Heute vor 45 Jahren, am 25. April 1974, begann in Portugal die Nelkenrevolution. Die Diktatur, die das Land Jahrzehnte lang in seinem festen Griff hielt, wurde gestürzt. Junge Offiziere putschten seit dem frühen Morgen gegen das Regime, besetzten wichtige Einrichtungen im Land und zwangen den damaligen Regierungschef Caetano zum Rücktritt. Vielerorts strömte die Bevölkerung jubelnd auf die Straßen. Nelken wurden als Zeichen der friedlichen Revolution den Soldaten in die Gewehrläufe gesteckt.

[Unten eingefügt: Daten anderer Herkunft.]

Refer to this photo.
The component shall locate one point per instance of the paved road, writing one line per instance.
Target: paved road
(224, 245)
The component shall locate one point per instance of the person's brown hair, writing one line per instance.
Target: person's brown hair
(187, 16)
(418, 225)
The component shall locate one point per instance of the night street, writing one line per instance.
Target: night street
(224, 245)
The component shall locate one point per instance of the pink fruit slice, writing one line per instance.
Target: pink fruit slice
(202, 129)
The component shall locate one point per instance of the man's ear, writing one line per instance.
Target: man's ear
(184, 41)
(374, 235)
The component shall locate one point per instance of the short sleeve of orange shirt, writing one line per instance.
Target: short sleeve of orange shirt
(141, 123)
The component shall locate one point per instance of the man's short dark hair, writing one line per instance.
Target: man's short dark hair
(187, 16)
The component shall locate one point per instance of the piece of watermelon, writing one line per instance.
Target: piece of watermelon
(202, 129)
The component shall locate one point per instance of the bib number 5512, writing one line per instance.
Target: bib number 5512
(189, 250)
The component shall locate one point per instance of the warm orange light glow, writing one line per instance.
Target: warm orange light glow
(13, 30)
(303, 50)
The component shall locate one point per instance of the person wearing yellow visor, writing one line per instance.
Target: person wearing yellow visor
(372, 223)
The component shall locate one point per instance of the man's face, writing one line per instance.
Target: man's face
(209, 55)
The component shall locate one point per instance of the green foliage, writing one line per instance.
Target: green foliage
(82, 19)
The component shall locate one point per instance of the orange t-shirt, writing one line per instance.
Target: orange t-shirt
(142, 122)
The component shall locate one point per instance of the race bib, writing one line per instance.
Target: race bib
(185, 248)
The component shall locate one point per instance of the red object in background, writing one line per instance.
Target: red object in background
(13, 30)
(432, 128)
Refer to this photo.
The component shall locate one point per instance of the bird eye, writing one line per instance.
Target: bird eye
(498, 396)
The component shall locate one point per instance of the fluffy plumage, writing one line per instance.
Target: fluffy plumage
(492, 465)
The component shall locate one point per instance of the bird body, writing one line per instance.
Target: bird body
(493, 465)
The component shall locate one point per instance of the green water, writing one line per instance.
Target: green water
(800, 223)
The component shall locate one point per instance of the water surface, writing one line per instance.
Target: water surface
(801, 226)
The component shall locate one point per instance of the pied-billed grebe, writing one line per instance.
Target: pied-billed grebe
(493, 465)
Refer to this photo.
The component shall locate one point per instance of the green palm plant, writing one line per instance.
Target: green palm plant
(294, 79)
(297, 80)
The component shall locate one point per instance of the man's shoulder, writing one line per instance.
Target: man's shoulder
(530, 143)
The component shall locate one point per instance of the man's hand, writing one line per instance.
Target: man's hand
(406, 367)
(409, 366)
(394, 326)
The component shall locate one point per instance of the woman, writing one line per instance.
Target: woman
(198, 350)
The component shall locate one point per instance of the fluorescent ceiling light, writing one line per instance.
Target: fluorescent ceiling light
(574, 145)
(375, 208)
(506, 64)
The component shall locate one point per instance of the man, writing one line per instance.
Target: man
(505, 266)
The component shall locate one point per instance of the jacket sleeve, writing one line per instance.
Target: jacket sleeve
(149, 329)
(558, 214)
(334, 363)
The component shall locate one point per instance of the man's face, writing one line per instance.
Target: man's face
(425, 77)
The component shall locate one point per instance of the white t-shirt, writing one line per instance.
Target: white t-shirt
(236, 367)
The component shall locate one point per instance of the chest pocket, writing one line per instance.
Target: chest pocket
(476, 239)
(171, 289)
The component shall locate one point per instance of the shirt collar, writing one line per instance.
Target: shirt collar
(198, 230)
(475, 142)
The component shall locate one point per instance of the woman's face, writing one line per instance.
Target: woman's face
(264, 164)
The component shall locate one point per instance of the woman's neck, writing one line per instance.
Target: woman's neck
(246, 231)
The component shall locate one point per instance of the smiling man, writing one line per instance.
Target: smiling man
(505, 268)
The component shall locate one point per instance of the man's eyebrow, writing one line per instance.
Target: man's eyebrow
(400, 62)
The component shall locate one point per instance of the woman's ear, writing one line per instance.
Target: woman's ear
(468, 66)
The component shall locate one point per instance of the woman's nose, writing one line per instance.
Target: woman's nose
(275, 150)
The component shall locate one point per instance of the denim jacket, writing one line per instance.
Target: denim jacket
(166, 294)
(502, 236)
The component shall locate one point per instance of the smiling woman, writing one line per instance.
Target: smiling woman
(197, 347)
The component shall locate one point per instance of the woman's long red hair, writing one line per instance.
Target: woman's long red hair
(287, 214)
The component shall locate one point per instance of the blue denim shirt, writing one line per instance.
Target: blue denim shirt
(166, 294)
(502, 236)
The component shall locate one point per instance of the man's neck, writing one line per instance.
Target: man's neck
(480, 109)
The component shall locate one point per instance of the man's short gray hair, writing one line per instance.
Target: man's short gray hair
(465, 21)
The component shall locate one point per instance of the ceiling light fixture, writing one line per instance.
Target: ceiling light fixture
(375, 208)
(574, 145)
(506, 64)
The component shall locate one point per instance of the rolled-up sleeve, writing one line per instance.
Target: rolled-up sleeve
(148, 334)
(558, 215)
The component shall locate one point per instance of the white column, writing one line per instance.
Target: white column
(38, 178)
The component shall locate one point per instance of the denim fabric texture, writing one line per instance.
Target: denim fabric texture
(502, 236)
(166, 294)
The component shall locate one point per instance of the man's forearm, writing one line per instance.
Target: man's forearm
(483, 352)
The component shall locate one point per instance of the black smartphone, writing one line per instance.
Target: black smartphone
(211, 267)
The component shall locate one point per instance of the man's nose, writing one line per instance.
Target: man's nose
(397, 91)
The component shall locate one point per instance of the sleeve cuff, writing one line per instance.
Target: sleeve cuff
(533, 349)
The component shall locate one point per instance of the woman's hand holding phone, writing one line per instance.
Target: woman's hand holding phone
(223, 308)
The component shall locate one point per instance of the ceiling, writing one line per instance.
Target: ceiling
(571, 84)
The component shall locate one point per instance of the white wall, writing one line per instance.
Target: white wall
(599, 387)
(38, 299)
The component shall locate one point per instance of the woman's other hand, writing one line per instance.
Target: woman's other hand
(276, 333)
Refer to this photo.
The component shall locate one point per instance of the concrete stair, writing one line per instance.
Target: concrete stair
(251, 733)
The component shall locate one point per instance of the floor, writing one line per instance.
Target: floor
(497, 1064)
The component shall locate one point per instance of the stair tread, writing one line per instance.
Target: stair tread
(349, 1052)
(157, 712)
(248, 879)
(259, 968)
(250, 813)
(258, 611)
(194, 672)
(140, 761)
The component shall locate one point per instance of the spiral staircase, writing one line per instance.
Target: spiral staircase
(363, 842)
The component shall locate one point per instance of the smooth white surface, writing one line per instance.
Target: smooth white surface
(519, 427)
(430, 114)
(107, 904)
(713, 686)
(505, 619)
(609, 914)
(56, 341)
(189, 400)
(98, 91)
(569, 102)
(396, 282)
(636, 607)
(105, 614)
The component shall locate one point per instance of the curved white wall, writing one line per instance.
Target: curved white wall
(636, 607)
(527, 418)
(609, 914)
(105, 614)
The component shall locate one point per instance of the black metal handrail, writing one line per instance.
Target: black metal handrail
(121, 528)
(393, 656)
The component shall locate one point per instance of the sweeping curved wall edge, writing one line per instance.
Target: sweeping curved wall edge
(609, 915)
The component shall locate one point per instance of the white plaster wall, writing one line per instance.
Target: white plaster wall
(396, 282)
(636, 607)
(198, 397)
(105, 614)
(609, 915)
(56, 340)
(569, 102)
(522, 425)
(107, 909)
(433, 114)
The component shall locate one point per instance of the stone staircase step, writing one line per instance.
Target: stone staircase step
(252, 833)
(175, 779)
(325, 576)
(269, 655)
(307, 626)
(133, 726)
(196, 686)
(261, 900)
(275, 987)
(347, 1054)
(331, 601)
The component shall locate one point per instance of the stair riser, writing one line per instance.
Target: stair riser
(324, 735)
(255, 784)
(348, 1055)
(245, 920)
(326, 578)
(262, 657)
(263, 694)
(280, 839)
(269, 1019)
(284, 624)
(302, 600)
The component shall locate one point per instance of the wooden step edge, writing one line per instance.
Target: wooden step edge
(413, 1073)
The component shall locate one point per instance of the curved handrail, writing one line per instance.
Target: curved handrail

Willy Brandt überbrachte Mário Soares die Nachricht
Zum Zeitpunkt des Putsches hielt sich der Vorsitzende der portugiesischen Sozialisten, Mário Soares, gerade in Bonn auf, wo er mit der SPD in Kontakt war und über den Regimewandel diskutierte, der in Portugal in Gange war. Entgegen allen Vorhersagen, dass Spanien als erstes Land zur Demokratie zurückkehren würde, hatte die Nelkenrevolution begonnen, und es war Willy Brandt, der Soares die Neuigkeit überbrachte.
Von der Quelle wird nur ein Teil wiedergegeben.